2. Results and Discussion

We first point out that the crystal structure that more closely characterizes the ‘native’ E2 state of SERCA, i.e., determined in the absence of non-cognate ligands (PDB: 3w5c, ref. [20]) does not contain water molecules in the C-terminal proton release pathway. Therefore, we first performed a single 300 ns molecular dynamics (MD) simulation starting from this crystal structure in an explicit lipid and water environment to (i) to demonstrate that the C-terminal of the E2 state is intrinsically occupied by water molecules, as suggested in earlier studies [18], and (ii) to generate an unbiased structure with the characteristics of the partially hydrated C-terminal pore of the protonated E2 state of SERCA. The position of the residues along the proton pathway is virtually unchanged in the nanosecond timescale used here, as revealed by the root mean square deviation (RMSD) analysis of residues Ser767 (0.9 ± 0.1 Å), Arg836 (1.1 ± 0.3 Å), Tyr837 (0.8 ± 0.3 Å), Asn911 (1.3 ± 0.3 Å), and Asn914 (0.9 ± 0.1 Å). These results indicate that the structural stability of the C-terminal pathway is not affected by the absence of initially bound water molecules in this region of the protein. We found that two water molecules from the cytosolic side of the complex bind to the pore at t = 62 ns to a cavity formed by residues Tyr837, Asn914, and Glu918 (Figure 2a). Residue Tyr837 then recruits two water molecules from the cytosol at t = 106 ns (Figure 2b), and further recruited by residue Glu908 at t = 115 ns (Figure 2c). At the end of the trajectory, five water molecules occupy the C-terminal pore (Figure 2d). Remarkably, the positions of three water molecules in the pore overlaps remarkably well with those found in the crystal structure of the E2 state bound to AlF4- and thapsigargin (Figure 2d). The qualitative correspondence between simulations and experimental data confirms the crystallography-based hypothesis that the binding of water molecules in this pore is an intrinsic feature of the protonated E2 state of the pump [18].

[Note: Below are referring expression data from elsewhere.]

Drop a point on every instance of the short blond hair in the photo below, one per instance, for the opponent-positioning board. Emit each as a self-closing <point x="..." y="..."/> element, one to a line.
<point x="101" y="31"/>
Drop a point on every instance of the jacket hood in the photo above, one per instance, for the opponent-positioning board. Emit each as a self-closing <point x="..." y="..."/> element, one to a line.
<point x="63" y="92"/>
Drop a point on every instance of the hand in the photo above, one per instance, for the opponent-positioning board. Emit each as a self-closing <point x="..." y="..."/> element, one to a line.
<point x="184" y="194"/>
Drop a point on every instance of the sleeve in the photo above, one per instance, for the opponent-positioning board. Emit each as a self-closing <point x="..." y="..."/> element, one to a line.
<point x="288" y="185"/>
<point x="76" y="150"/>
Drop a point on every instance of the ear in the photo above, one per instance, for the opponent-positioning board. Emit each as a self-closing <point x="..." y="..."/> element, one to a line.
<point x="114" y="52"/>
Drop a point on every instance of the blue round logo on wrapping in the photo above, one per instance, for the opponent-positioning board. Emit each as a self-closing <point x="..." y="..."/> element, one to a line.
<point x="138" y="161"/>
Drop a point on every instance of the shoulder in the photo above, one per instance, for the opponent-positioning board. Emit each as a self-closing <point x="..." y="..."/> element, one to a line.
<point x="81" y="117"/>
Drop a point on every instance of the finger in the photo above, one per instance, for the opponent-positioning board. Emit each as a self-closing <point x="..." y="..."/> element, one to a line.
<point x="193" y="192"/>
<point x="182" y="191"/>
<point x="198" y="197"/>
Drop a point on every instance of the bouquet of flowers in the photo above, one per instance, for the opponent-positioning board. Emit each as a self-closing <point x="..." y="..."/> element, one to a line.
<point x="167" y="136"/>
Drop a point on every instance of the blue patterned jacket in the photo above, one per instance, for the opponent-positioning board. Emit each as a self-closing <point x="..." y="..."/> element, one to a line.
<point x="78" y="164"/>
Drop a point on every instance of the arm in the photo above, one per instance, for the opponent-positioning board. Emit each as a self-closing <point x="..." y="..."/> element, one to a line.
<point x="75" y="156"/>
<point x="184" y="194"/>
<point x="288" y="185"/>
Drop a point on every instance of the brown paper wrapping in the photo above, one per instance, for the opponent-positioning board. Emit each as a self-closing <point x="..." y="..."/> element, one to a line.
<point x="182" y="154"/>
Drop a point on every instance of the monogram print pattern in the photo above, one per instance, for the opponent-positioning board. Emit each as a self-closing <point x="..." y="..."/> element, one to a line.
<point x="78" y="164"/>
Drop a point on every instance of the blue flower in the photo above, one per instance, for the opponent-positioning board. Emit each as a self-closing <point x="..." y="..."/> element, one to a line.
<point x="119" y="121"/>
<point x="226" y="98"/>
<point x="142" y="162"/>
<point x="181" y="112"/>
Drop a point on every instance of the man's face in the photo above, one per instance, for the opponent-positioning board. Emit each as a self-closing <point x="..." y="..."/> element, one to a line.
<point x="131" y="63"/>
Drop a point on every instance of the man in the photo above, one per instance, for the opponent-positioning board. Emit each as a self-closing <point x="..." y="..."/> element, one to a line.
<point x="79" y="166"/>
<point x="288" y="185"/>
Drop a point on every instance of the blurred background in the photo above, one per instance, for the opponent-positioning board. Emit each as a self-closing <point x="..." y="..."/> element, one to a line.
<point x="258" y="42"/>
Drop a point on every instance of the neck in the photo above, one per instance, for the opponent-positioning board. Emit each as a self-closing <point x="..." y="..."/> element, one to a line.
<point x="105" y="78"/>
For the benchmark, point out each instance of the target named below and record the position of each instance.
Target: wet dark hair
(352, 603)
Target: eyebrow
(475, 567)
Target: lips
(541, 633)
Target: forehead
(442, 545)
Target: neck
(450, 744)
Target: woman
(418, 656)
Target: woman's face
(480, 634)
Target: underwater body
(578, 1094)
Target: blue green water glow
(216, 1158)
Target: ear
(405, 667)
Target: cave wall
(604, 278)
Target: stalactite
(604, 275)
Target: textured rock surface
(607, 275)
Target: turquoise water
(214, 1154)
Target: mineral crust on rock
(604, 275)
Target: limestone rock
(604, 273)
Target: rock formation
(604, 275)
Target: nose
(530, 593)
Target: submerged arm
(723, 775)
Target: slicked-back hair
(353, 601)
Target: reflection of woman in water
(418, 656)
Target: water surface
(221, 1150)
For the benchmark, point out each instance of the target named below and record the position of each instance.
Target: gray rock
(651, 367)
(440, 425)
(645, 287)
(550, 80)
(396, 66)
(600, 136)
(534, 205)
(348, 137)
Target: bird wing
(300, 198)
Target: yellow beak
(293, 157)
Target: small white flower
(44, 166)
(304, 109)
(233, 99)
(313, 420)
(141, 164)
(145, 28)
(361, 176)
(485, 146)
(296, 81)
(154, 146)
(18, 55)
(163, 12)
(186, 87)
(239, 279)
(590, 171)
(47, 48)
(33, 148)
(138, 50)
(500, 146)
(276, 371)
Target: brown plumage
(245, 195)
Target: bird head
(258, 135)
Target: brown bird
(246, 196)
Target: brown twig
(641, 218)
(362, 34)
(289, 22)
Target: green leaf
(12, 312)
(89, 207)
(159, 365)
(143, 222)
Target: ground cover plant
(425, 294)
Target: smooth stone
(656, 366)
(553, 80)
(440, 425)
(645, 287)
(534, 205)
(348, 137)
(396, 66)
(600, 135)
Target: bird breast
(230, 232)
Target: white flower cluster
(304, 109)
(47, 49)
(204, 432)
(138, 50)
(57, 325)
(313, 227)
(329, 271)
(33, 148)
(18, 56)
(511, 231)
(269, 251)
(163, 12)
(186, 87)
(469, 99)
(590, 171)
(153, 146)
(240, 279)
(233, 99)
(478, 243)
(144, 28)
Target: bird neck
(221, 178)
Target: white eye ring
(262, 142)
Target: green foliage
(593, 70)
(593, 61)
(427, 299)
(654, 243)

Partial hydration of the C-terminal pore agrees with crystallography data [18], but we did not identify hydrogen-bonded water wires connecting residue Glu309 and Glu318 in the nanosecond-long simulation. Water wires are proton-transport devices in biological systems [21], thus their presence is essential to infer whether this pore may serve as a proton-transporting conduit. Therefore, we used the structure at the end of the 300 ns trajectory to perform a 1.8 µs MD simulation of the protonated E2 state of the pump to establish the formation of water wires along the C-terminal proton release pathway. We found that the pore is partially hydrated during the first 0.63 µs of simulation time (Figure 3a) and contains on average four molecules of water during this time frame. The number of water molecules in the pore increases to an average of 7–11 for the remainder of the trajectory (Figure 3a). During the first 0.73 µs of simulation time, we did not detect the formation of water wires (Figure 3b); however, after t = 0.73 µs, we found ~130 stable (lifetime of 150–250 ps) hydrogen-bonded water wires that directly connect residues Glu908 and Glu318 (Figure 3c). The water wires identified in this pore are predominantly formed by six water molecules (Figure 3d); however, we also detected the formation of water wires composed of seven molecules of water in the time scales used here (Figure 3e). In all cases, the water wires originate from the carboxyl group of Glu908 and are stabilized along the pore by the hydroxymethyl group of Ser767, the carboxamide group of N911, the guanidine group of Arg836, and the hydroxyl group of Tyr377 (Figure 3d,e). The overall structure and stability of the hydrogen-bonded water wires are consistent with proton transport functionality [22], thus supporting the hypothesis that the C-terminal pore in SERCA serves as a conduit for proton release.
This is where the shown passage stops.